The Last Airbender (2010)
Directed by: M. Night Shyamalan
Premise: An adaptation of the animated television show. The film is set in a fantasy world where the people of the world are divided into tribes of fire, earth, air, and water and special members of the tribes can telepathically control their respective element. The arrival of a boy who can manipulate all four elements inspires hope to the earth, air, and water tribes who have been ruled by the cruel fire tribe.
What Works: The climax of The Last Airbender has some impressive visuals and for a moment it embodies the potential that the rest of the film fails to capture.

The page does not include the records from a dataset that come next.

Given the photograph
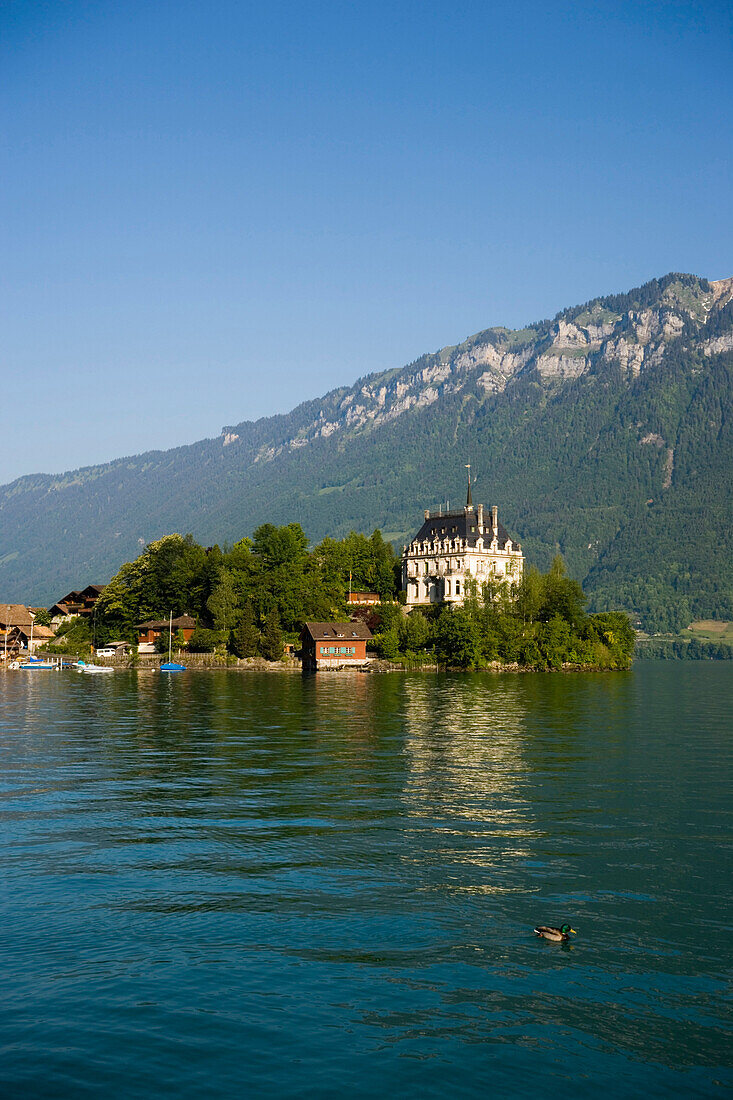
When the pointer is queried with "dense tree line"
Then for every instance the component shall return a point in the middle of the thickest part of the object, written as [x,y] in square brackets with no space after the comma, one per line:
[248,598]
[543,625]
[245,597]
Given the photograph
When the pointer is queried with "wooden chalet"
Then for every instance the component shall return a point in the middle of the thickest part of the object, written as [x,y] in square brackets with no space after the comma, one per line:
[149,633]
[363,598]
[334,645]
[75,603]
[19,634]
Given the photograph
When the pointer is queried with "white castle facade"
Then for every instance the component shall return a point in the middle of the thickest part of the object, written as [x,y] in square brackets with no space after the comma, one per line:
[453,546]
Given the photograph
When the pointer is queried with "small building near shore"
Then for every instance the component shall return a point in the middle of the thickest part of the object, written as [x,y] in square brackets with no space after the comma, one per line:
[149,633]
[113,649]
[19,633]
[334,645]
[80,602]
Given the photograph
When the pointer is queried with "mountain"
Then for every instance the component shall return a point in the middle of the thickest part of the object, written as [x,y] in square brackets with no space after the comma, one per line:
[604,433]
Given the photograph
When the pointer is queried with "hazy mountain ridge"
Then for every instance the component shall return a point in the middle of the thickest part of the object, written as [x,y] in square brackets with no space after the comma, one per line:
[599,431]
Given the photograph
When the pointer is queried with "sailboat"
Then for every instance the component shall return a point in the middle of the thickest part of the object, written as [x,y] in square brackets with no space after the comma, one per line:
[171,666]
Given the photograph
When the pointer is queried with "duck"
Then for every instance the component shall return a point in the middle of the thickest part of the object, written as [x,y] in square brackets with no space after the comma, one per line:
[558,935]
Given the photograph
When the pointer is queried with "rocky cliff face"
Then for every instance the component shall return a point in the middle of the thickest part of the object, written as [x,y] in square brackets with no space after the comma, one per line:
[576,342]
[604,433]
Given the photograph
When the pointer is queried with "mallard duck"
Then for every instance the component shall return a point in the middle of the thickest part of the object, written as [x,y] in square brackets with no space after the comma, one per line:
[559,935]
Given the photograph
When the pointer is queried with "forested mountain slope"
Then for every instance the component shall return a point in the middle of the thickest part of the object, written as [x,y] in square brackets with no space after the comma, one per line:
[604,432]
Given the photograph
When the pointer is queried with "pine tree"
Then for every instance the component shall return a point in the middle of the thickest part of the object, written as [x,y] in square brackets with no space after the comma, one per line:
[245,636]
[271,642]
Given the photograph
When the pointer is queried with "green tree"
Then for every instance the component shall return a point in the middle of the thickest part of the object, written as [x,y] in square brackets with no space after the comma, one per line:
[222,603]
[271,644]
[245,636]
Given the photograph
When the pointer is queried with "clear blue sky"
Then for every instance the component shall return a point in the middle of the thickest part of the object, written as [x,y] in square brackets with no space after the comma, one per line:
[211,211]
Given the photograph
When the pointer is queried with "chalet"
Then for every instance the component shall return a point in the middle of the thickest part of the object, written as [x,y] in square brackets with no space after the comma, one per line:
[334,645]
[113,649]
[149,633]
[451,547]
[363,598]
[75,603]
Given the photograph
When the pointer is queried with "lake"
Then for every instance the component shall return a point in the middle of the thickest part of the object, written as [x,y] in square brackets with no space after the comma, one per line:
[225,883]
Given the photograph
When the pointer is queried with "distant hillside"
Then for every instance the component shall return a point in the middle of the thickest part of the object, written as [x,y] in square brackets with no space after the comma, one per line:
[604,432]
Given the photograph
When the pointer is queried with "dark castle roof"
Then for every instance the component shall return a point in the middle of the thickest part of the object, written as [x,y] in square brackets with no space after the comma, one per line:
[463,525]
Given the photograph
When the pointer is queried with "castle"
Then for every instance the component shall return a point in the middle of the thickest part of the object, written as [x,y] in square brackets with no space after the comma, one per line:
[452,546]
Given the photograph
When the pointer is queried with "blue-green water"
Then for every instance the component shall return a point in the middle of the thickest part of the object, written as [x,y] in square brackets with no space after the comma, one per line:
[241,884]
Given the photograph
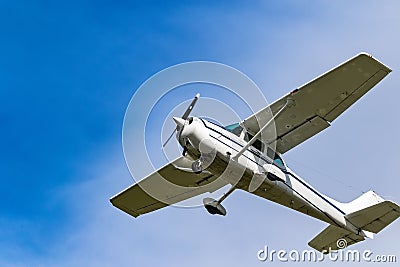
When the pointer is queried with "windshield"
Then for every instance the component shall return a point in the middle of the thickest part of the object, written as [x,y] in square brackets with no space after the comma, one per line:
[235,128]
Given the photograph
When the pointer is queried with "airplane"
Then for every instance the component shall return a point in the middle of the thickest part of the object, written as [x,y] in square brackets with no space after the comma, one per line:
[248,156]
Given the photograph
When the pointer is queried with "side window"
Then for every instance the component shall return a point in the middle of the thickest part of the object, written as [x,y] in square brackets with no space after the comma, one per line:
[275,157]
[257,144]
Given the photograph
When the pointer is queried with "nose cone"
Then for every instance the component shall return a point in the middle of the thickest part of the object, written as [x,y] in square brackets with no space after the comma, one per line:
[179,122]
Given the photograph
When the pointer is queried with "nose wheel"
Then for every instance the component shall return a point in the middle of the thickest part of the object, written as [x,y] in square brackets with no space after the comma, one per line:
[214,206]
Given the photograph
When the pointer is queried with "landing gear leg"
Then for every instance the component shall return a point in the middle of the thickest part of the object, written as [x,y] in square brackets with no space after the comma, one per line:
[197,166]
[214,206]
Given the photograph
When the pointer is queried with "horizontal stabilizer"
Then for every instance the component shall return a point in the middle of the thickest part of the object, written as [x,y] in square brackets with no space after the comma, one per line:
[376,217]
[334,238]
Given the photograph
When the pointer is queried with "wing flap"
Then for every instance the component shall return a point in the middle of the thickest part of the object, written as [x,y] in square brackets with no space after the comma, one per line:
[168,185]
[331,236]
[301,133]
[327,97]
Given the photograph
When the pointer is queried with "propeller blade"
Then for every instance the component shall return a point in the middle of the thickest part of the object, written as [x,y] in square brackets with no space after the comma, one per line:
[169,138]
[190,108]
[184,117]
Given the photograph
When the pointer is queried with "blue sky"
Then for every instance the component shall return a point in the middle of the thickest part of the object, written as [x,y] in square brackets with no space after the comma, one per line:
[68,70]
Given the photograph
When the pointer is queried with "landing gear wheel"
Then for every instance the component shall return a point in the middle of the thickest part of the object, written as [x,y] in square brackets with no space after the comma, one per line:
[214,207]
[197,167]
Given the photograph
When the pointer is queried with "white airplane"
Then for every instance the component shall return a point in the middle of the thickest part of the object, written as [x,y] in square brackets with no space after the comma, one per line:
[247,156]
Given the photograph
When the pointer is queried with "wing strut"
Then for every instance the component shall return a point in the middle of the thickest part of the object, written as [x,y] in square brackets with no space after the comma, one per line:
[255,137]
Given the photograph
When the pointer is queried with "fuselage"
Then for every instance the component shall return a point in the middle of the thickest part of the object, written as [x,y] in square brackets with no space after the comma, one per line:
[259,170]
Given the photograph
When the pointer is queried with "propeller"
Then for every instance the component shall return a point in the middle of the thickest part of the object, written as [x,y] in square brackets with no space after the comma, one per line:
[184,117]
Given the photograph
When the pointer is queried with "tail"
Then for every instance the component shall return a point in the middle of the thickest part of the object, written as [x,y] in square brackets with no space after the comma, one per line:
[370,213]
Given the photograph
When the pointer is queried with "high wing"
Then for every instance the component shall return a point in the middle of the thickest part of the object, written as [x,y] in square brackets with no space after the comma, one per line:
[317,103]
[170,184]
[329,237]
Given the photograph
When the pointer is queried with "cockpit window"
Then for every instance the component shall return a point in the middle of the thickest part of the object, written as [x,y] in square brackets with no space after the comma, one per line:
[275,156]
[257,144]
[235,128]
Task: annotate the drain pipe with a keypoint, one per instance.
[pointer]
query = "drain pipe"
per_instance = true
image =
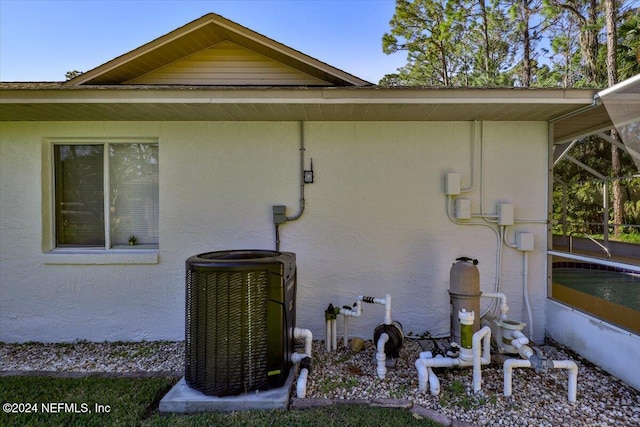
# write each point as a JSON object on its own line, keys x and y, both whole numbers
{"x": 304, "y": 359}
{"x": 570, "y": 365}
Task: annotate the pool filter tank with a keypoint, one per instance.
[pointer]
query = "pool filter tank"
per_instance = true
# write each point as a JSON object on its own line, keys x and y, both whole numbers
{"x": 464, "y": 294}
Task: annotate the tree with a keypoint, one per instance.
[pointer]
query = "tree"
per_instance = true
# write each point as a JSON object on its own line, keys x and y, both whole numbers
{"x": 429, "y": 31}
{"x": 72, "y": 74}
{"x": 587, "y": 14}
{"x": 629, "y": 45}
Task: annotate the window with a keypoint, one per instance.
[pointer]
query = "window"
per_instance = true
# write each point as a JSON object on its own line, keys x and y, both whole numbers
{"x": 106, "y": 195}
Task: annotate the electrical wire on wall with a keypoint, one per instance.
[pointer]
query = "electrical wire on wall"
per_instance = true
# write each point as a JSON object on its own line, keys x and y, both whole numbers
{"x": 306, "y": 177}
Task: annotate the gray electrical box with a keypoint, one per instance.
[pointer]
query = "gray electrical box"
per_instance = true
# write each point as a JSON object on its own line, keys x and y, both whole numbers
{"x": 279, "y": 215}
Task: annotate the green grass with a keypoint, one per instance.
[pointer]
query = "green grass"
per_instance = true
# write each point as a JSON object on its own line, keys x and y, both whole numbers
{"x": 134, "y": 402}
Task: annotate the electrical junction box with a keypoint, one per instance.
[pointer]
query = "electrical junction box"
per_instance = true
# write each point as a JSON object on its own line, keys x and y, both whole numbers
{"x": 524, "y": 241}
{"x": 463, "y": 209}
{"x": 279, "y": 214}
{"x": 505, "y": 214}
{"x": 452, "y": 184}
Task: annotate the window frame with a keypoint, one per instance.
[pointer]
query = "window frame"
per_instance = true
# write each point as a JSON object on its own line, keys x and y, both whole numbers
{"x": 107, "y": 254}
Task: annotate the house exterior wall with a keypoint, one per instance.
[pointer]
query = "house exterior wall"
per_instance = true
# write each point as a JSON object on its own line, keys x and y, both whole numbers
{"x": 375, "y": 222}
{"x": 227, "y": 63}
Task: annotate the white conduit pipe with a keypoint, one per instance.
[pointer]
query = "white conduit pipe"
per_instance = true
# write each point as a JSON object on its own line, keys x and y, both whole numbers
{"x": 307, "y": 336}
{"x": 504, "y": 308}
{"x": 354, "y": 312}
{"x": 381, "y": 356}
{"x": 425, "y": 374}
{"x": 570, "y": 365}
{"x": 334, "y": 335}
{"x": 478, "y": 358}
{"x": 525, "y": 289}
{"x": 328, "y": 335}
{"x": 481, "y": 350}
{"x": 301, "y": 385}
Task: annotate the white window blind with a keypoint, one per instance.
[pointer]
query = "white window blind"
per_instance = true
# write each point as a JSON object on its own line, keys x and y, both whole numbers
{"x": 134, "y": 193}
{"x": 121, "y": 176}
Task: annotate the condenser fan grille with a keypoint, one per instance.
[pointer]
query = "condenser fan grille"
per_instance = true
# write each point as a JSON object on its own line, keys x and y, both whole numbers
{"x": 240, "y": 312}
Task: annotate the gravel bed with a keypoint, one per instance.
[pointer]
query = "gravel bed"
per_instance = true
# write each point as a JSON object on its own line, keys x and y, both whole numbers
{"x": 539, "y": 399}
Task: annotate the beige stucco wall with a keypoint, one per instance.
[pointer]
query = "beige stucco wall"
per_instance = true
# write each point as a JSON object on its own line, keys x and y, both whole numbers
{"x": 375, "y": 222}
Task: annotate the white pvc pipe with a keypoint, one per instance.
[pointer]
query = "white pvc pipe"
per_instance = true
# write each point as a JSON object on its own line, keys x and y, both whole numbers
{"x": 504, "y": 308}
{"x": 525, "y": 289}
{"x": 328, "y": 334}
{"x": 481, "y": 350}
{"x": 387, "y": 310}
{"x": 334, "y": 335}
{"x": 570, "y": 365}
{"x": 301, "y": 386}
{"x": 308, "y": 338}
{"x": 480, "y": 359}
{"x": 346, "y": 331}
{"x": 381, "y": 357}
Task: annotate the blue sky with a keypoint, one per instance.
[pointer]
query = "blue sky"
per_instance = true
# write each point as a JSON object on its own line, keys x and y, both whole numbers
{"x": 40, "y": 40}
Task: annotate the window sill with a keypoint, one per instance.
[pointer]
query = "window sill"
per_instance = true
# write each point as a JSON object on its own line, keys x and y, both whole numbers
{"x": 101, "y": 256}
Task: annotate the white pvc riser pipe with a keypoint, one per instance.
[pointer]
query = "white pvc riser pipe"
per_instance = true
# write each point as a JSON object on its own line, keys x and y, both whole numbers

What Doesn’t: The Last Airbender is a poorly conceived, incompetently written, and sloppily made film. From the beginning, the filmmakers demonstrate no grasp of how to tell a story and the film confuses what information to handle in exposition, what to dramatize, and how to integrate the two elements. Throughout the story, The Last Airbender periodically stops dead to lay out exposition through awful dialogue but even with all of the talking no one really says anything and the audience has no idea where the story is going or why. The film then picks up with action scenes that are supposed to inspire awe or excitement, but the action is terribly staged and filmed. There are a lot of panning shots that are so quick that they blur the action and misdirect the audience’s attention. The acting in The Last Airbender is terrible all around, although it is hard to tell if it is the fault of the actors or if their performances are sabotaged by a bad script. There is a lot of miscasting here, such as The Daily Show correspondent Aasif Mandvi enlisted to play the lead villain and Slumdog Millionaire star Dev Patel cast in a complex and morally ambiguous role as the estranged son of the leader of the fire tribe. Other characters walk in and out of the story without introduction or consequence. A good example that encapsulates The Last Airbender’s problems is the love story between Princess Yue (Seychelle Gabriel) and Sokka (Jackson Rathbone). The film tells us with voiceover that they are in love but after that never gives the characters anything to do to express their feelings for each other. And when The Last Airbender finally gets to its climax it expects the audience to feel something for these two characters and their sacrifice, but without any build up between the introduction and the crisis, the characters are as unfamiliar as the extras fighting the background and the lover’s story, motives, and drama are similarly insignificant.
Bottom Line: It is hard to believe that after decades of good examples like Star Wars, Superman: The Movie, Blade Runner, The Lord of the Rings, The Dark Knight, and Avatar that a major studio production could so mishandle a fantasy piece like this. But The Last Airbender crashes its way through precedent to a distinguished place between The Golden Compass and Transformers: Revenge of the Fallen among the worst big budget fantasy films ever made.